Playing with the genres and some of their conventions can be interesting, even with the risk that there are viewers who are disenchanted to see themselves before something other than what has been promised, or they themselves hoped. It’s easy to feel disappointed in believing that you’ve been toyed with, or that you’ve been denied something you thought was clear and instead received something that doesn’t fit your preconceived mold. But there will never be an easier criticism than criticize a movie for what it is not doing than for what it actually does.
All this is to praise a little gem called ‘The Nest‘ that precisely he might be accused of being deceitful and cheating with his story and with the storytelling tools he employs, implying that it is a different movie than it really is. Presenting itself in its early stages, this film that we find in the Prime Video catalog seems to point clearly towards the cinema of ghosts and haunted houses. And, at the core, it’s that movie, but there’s really no ghosts on the horizon.

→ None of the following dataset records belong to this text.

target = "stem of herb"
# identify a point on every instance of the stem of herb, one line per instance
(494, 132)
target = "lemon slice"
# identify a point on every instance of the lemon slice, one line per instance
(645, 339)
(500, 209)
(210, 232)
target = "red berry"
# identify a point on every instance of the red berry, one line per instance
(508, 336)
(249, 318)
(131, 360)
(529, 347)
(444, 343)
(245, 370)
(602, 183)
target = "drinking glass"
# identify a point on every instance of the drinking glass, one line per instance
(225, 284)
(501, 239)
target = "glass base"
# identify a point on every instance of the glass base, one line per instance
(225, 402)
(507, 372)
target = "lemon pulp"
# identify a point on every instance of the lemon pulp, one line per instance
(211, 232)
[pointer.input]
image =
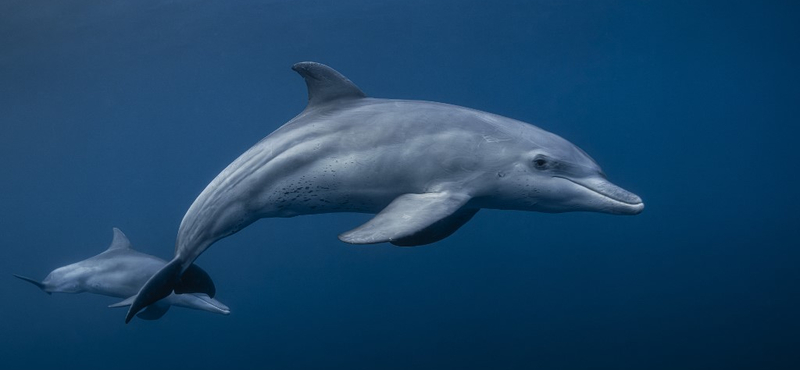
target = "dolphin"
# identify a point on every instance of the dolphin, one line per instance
(119, 272)
(424, 168)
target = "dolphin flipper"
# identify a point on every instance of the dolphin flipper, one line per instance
(438, 230)
(127, 302)
(154, 311)
(32, 281)
(413, 219)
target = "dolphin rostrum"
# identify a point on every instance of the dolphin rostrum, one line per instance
(424, 168)
(120, 271)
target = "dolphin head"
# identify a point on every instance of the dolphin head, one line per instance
(553, 175)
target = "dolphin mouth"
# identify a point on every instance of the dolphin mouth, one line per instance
(624, 201)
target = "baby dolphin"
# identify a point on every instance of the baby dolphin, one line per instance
(120, 271)
(423, 168)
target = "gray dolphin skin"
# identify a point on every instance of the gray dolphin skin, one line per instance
(423, 168)
(120, 271)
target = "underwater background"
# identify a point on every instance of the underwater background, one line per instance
(118, 113)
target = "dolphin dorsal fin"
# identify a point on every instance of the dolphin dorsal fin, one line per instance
(326, 84)
(120, 241)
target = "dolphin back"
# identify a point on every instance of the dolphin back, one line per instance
(32, 281)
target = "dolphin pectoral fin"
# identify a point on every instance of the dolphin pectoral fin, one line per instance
(413, 219)
(32, 281)
(157, 287)
(124, 303)
(154, 311)
(438, 230)
(195, 280)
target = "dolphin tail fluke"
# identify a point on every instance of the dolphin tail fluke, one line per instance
(159, 286)
(195, 280)
(32, 281)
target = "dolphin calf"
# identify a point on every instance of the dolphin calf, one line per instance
(423, 168)
(119, 272)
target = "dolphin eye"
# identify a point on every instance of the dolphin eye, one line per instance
(540, 163)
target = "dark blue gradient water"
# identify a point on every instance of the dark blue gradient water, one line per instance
(117, 114)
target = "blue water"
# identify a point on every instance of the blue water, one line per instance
(117, 114)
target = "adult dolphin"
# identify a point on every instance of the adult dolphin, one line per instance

A huge and clautrophobic mansion
‘The Nest’ transports us directly to the eighties, where a married couple, played by Jude Law y Carrie Coon, launches himself into a challenge that will notably alter the stability of their lives. He is a British businessman full of ambitionsinspired by all the promises of the American dream and high achievers who bet on themselves, and decides bring your whole family to the UK to hunt for business opportunities.
The move of both parents and their two children is, nothing less, than to a huge English country house, full of history but also of a disturbing aura. the filmmaker Sean Durkinscreenwriter and film director, knows create an oppressive atmosphere around this family, using elements typical of haunted house cinema to show the slow but progressive degeneration that is taking place. But don’t expect literal ghosts, just a stormy anguish and an inappropriate suffocation of spaces so wide and the comfortable life they are living.
In the end, the true ghost of ‘The Nest’ is that of a marriage in a clear state of deterioration. The couple shows up increasingly distant and increasingly hostile to each other while he tries to wrap his head around the promises of a better life and imminent success. Law’s character clearly falls into that prototype shark mentality, which the film shamelessly points out and trashes, while Coon’s goes breaking down under the pressure of changing status and the need to aim for more and more.
‘The Nest’: Deliciously Twisted
In many aspects, ‘The Nest’ might pass as the serious version -although not much- of the episode of The Simpson where the family moves out of town to work for Frank Scorpio, in a more luxurious and supposedly idyllic setting, but really toxic at heart. Durkin builds an impressive tension around this conflict, with occasional bits of twisted humor that show the sharpness of the speech he wants to tell.
The film manages to sustain itself beyond its ambitions thanks, once once more, to that use of elements of supernatural cinema even though it doesn’t really explode in that direction -which makes it an interesting double session with ‘Spencer‘, a film also spooky but ambiguous in the supernatural-, in addition to formidable performances by Law and Coon.
Those scenes they share are where the film fully reveals its cards and fully draws its bile, becoming truly exquisite as well as cleverly Machiavellian. Even if it doesn’t end up being the movie you thought you’d guess at first, ‘The Nest’ is delicious being the movie it wants to be.